Given the miniaturization of technology, does it really make sense to build ever larger aircraft carriers and submarines? Or can swarms of nano-weapons acting collectively achieve more effective results? And can they do so at far lower cost (measured in both human lives and capital)?

According to Louis A. Del Monte in Nanoweapons, the scientific community seems to agree:

In 2008 experts surveyed at the Global Catastrophic Risk Conference at the University of Oxford suggested a 19 percent chance of human extinction by the end of this century, citing the top four most probable causes:
  1. Molecular nanotechnology weapons: 5 percent probability
  2. Superintelligent ai: 5 percent probability
  3. Wars: 4 percent probability
  4. Engineered pandemic: 2 percent probability
Obviously nanoweapons are at the top of the list, having a 1 in 20 probability of causing human extinction by the end of this century. Notice that biological weapons (item 4), which have been a mainstay apocalyptic theme in both fiction and nonfiction, come in as a distant fourth, with only a 1 in 50 probability of causing human extinction.
The consequences could be alarming. Consider the following examples of possible nanoweapons, just off the top of my head:

  • Surveillance: thousands of tiny drones, each measuring perhaps 1 x 1 x 1mm, broadcast three-dimensional views of the battlefield to a remote command center in order to provide a tactical advantage
  • Spies: specially purposed drones, similarly sized, covertly enter enemy facilities. They do so through HVAC (ventilation) systems or surreptitious "tailgating" as humans enter and exit the facility. Spy drones can then disable defensive countermeasures, e.g., attacking alarm systems, unlocking barriers, or autonomously performing more malign activities
  • Pathogens: designed to infiltrate the human body, mechanically shut down key organs, and then dismantle into untraceable sub-elements
  • Kinetic weapons: swarming drones intended to attack engines, sensors, missile propulsion systems, etc. to disable or destroy them
Further complicating matters, the manufacture of such devices could be as simple as using a 3D printer.

Responding to these advances will require innovation surrounding defensive countermeasures. These could include the use of advanced sensors for detection and "killzones", perimeter points where drone technologies are disabled using audible, optical, and electronic means.

But it's safe to say that the rise of nanoweapons will be accompanied by redefining what can be called "weapons of mass destruction".
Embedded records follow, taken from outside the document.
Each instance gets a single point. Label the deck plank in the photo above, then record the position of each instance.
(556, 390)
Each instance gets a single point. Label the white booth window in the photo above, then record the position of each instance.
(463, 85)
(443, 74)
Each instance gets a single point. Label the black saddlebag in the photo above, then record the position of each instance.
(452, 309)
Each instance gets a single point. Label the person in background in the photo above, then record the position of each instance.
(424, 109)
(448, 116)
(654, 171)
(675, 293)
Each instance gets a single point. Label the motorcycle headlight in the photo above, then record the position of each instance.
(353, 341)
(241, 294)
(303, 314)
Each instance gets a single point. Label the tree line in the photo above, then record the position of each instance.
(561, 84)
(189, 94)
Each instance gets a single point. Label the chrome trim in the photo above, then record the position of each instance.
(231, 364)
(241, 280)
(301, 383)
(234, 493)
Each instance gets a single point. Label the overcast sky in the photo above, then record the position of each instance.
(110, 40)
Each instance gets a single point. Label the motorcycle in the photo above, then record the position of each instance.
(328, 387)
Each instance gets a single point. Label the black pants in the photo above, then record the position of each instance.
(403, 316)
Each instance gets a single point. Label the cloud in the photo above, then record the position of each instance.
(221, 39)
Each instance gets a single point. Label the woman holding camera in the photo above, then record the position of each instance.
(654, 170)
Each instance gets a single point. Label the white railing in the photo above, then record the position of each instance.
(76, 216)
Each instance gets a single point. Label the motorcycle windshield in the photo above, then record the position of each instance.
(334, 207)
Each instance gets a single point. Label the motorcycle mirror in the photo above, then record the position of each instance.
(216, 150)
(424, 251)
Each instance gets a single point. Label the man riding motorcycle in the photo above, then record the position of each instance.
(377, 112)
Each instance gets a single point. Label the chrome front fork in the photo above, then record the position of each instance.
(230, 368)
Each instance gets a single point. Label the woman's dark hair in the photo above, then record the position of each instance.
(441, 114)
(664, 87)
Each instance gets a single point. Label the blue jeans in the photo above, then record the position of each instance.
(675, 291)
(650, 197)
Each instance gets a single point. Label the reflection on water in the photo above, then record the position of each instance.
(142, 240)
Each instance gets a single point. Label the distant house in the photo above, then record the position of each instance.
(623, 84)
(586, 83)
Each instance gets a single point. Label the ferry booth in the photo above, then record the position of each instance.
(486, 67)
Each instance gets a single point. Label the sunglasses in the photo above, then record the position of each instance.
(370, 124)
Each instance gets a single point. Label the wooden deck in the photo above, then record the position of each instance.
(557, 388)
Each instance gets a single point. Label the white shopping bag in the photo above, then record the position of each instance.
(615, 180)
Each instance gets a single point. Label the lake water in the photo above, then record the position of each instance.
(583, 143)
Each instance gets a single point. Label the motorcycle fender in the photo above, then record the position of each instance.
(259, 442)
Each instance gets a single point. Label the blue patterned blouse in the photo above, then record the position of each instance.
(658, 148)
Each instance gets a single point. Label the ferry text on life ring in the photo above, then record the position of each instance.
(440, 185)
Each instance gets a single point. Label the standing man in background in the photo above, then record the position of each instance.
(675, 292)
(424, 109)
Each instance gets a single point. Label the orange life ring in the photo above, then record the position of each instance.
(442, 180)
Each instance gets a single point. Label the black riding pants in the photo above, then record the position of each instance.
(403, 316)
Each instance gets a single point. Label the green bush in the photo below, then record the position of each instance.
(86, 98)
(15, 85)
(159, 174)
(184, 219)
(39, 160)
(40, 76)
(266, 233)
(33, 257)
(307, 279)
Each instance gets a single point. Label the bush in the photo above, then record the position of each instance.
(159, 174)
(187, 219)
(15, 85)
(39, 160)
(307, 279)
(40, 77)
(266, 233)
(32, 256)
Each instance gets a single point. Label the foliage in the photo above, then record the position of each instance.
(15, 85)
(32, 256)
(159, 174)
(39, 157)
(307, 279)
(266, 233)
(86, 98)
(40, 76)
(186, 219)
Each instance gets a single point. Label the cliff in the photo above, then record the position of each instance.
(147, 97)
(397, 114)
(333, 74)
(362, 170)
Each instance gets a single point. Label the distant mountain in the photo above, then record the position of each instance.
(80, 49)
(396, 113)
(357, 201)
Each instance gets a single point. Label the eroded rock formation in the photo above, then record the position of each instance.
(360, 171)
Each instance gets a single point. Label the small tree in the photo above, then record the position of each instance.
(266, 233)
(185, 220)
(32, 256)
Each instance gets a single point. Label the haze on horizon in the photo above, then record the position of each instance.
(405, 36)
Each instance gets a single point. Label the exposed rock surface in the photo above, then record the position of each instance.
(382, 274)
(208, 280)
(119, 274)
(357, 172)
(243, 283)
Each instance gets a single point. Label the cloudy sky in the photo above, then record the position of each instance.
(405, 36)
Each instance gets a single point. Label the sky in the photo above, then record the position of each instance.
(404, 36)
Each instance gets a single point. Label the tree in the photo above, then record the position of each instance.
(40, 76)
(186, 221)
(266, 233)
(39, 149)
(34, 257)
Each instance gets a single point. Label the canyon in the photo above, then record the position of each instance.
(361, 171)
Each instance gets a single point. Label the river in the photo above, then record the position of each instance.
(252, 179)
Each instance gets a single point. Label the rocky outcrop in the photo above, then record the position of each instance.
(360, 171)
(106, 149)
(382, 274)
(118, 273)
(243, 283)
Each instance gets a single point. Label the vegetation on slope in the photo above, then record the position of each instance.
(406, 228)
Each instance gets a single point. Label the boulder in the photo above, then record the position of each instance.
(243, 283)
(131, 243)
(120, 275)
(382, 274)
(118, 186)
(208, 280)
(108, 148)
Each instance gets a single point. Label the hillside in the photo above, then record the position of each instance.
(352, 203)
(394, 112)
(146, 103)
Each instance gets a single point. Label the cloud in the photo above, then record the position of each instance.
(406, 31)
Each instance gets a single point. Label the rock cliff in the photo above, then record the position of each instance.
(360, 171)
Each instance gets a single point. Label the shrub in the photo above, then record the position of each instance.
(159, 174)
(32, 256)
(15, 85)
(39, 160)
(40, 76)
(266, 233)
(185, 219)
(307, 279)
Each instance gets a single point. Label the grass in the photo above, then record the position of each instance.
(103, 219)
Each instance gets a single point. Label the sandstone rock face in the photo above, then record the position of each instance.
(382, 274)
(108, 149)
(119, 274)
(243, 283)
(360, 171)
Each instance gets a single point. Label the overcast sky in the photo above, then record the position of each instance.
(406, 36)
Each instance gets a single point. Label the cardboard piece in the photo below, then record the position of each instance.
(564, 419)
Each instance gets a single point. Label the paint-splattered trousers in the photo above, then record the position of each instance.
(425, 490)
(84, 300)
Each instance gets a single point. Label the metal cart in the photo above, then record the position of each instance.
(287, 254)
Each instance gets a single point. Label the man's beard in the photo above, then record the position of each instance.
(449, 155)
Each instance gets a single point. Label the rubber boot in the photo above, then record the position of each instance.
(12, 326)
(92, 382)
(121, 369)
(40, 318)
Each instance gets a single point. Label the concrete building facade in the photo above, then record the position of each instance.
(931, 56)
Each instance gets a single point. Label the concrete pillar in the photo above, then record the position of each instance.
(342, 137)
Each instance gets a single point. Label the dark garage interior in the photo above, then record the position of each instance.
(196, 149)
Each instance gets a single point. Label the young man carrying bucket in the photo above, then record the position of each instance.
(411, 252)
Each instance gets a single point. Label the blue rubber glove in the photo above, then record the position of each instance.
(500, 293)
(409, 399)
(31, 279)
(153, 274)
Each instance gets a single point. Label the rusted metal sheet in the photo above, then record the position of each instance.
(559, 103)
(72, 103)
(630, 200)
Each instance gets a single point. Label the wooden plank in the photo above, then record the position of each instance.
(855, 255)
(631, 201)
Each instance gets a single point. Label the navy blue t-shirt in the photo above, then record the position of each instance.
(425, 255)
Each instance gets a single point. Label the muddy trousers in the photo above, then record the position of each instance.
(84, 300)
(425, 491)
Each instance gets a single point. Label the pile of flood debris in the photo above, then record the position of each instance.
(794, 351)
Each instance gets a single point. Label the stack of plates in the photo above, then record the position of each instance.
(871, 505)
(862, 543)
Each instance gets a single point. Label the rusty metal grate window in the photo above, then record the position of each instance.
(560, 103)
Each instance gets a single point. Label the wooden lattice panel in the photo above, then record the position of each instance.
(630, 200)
Hat tip: BadBlue Tech News


Whoopie said...

I think it far more likely (80%) that an economic downturn enables a dictatorial Socialist regime to take over plunging Western civilization into unrecoverable ruin with dire consequences for the rest of humanity. Gone will be innovation or even the means to maintain the high tech infrastructure mankind now depends on. The next dark ages.

directorblue said...

That's a valid scenario, Whoopie. For sure.